Pas de tabous ! Il y a des « musulmans protestants » qui savent s’adresser à Dieu directement. Pas de repentances ! « Vous avez raté votre colonisation, nous avons raté notre indépendance, on est quittes ». Pas de pitié pour les imbéciles, et ils sont nombreux ceux qui l’ont cerné, et nous cernent aujourd’hui encore.
Il évoque son enfance, et fait revivre le petit Mouloud qui ne comprend que le berbère dans une école où l’on parle le français et l’arabe. Et ces étonnements enfantins deviennent les nôtres. Il raconte sa stupéfaction en voyant arriver dans ses montagnes, des « Français », soldats tirailleurs sénégalais et musulmans, qui précèdent de quatre mois les « vrais Français », des paras : « ils n’étaient pas noirs et ils étaient méchants ». Il dit l’isolement du village, les femmes entre elles, les familles et l’autorité du père qui plombe toute relation.
Oui, c’est vrai, il raconte encore et toujours son univers. Beaucoup d’auteurs sont ainsi, et c’est pour ça qu’on les aime. Molière nous raconte les médecins prédateurs, Feydeau les maris infidèles, Grumberg la douleur de l’enfance saccagée et Fellag le rêve d’une réconciliation des peuples.

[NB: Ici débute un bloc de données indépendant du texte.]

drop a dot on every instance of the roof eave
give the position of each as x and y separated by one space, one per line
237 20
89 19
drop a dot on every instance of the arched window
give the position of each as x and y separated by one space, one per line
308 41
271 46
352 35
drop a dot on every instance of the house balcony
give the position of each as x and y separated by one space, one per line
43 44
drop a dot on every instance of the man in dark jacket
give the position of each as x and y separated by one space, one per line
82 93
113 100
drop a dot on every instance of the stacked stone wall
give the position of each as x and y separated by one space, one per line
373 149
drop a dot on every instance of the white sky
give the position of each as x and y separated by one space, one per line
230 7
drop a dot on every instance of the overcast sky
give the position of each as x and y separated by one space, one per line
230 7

Marianne Épin, qui le met en scène, a soigneusement choisi les textes. Elle le fait apparaître dans une djellaba sombre, coiffé d’une chéchia, qu’il dépouille pour revenir à son pantalon large, ses allures de Scapin. Les lumières de Pascal Noël soulignent les changements de lieux, sans qu’un décor construit paralyse le récit. C’est une réussite !
Oserais-je dire qu’on rit, beaucoup, sans remords, avec pou seul regret de voir le spectacle finir ?

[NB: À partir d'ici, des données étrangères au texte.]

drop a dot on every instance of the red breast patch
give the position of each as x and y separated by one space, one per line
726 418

Fellag, reviens-nous vite ! Fais nous croire que la haine ne gagnera pas son pari stupide…
Fellag Bled runner
Théâtre du Rond-Point
Jusqu’au 9 avril à 18 h 30
01 44 95 98 21
Tournée
15 AVRIL 2017 - BEAUNE (21)
22 AVRIL 2017 - VILLENEUVE-SAINT-GEORGES (94)

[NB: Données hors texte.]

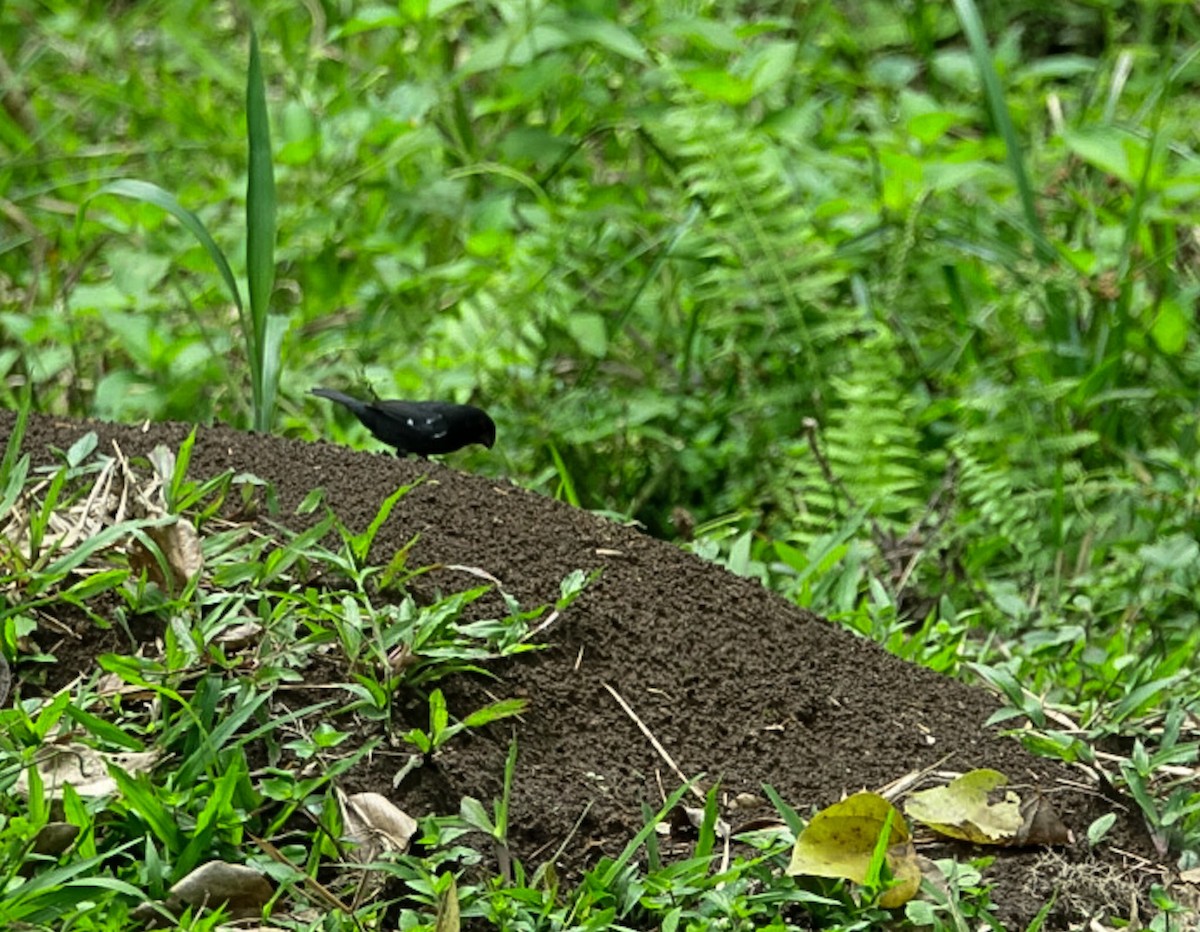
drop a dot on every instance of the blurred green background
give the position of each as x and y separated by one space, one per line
891 305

25 — 27 AVRIL 2017 - Nîmes (30)
28 AVRIL 2017- PORT-DE-BOUC (13)
2 MAI 2017 - MÉRIGNAC (33)
3 ET 4 MAI 2017 - BLAGNAC (31)
9 MAI 2017 - LE-BLANC-MESNIL (93)
11 MAI 2017 - GRENOBLE (38)
20 MAI 2017 - VILLEPARISIS (77)
23 MAI 2017 - ANTIBES (06)
14 — 17 JUIN 2017 - BRUXELLES (BELGIQUE)
24 ET 25 JUIN 2017 - LES NUITS DE FOURVIÈRE / LYON (69)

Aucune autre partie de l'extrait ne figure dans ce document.